Using CopyTable to Import Source Data to an HBase Cluster

CopyTable is a utility provided by HBase. It can copy part or of all of a table, either to the same cluster or another cluster. The target table must exist first. The CloudTable client tool includes CopyTable. After deploying the client tool, you can use CopyTable to import data to a CloudTable cluster.

Using CopyTable to Import Data

Prepare a Linux ECS as the client host and deploy the CloudTable HBase client tool on it.

For details, see Connecting to an HBase Normal Cluster Using HBase Shell.

When deploying the client tool, set the ZK link to the access address (Intranet) of the CloudTable HBase cluster where the source table resides.
(Optional) If you want to copy a table to another cluster, obtain the access address (Intranet) of the target CloudTable HBase cluster.

Choose Cluster Management in the navigation pane.
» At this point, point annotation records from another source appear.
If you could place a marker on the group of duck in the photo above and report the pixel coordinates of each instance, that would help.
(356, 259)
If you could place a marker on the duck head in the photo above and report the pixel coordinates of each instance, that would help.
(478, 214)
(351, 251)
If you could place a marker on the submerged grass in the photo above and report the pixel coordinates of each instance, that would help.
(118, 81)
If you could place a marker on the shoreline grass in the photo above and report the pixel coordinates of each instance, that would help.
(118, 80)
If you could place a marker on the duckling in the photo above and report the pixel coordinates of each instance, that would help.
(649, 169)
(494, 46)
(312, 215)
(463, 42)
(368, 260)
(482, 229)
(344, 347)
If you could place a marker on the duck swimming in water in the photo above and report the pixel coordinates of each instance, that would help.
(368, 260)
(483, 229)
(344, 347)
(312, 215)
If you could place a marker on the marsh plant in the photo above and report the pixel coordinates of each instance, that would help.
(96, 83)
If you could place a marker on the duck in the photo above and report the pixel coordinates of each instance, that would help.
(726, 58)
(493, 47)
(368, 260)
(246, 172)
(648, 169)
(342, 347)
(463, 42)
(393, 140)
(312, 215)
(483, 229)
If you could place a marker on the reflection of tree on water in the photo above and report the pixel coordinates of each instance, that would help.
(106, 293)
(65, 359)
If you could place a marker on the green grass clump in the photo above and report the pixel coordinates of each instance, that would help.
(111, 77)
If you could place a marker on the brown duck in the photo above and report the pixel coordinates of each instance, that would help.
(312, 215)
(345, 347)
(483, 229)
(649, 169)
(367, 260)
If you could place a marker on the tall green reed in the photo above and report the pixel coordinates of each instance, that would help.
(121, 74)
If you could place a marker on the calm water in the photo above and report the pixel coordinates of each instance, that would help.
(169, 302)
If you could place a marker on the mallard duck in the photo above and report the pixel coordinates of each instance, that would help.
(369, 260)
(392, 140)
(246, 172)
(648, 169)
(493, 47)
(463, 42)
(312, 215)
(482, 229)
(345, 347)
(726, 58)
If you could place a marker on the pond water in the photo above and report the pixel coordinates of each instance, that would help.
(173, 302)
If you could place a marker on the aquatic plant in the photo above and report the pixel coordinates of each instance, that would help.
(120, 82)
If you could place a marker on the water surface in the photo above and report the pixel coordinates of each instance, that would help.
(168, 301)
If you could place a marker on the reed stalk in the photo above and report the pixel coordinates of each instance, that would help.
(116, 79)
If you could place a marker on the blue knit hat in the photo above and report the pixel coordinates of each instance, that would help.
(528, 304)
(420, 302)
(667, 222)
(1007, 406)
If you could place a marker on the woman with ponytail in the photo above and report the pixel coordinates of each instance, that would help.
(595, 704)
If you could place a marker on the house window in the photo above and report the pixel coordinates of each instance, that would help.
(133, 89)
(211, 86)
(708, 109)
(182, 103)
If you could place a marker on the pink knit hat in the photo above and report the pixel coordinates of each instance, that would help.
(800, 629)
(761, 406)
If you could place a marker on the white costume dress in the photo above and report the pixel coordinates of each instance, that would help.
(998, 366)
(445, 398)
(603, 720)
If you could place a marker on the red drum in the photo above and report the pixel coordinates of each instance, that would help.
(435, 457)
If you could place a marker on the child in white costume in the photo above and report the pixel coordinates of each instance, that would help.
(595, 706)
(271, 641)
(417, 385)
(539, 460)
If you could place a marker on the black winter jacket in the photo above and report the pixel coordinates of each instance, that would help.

In the cluster list, locate the required cluster and obtain the address in the Access Address (Intranet) column.
Before using CopyTable to copy table data, ensure that the target table exists in the target CloudTable HBase cluster. If the target table does not exist, create it first.

For details about how to create a table, see Getting Started with HBase.
On the client host, open the CLI, access the hbase directory in the installation directory of the client tool, and run the CopyTable command to import data to the CloudTable cluster.

The following is an example of the command. In this example, the data in the specified 1 hour in TestTable is copied to the target cluster.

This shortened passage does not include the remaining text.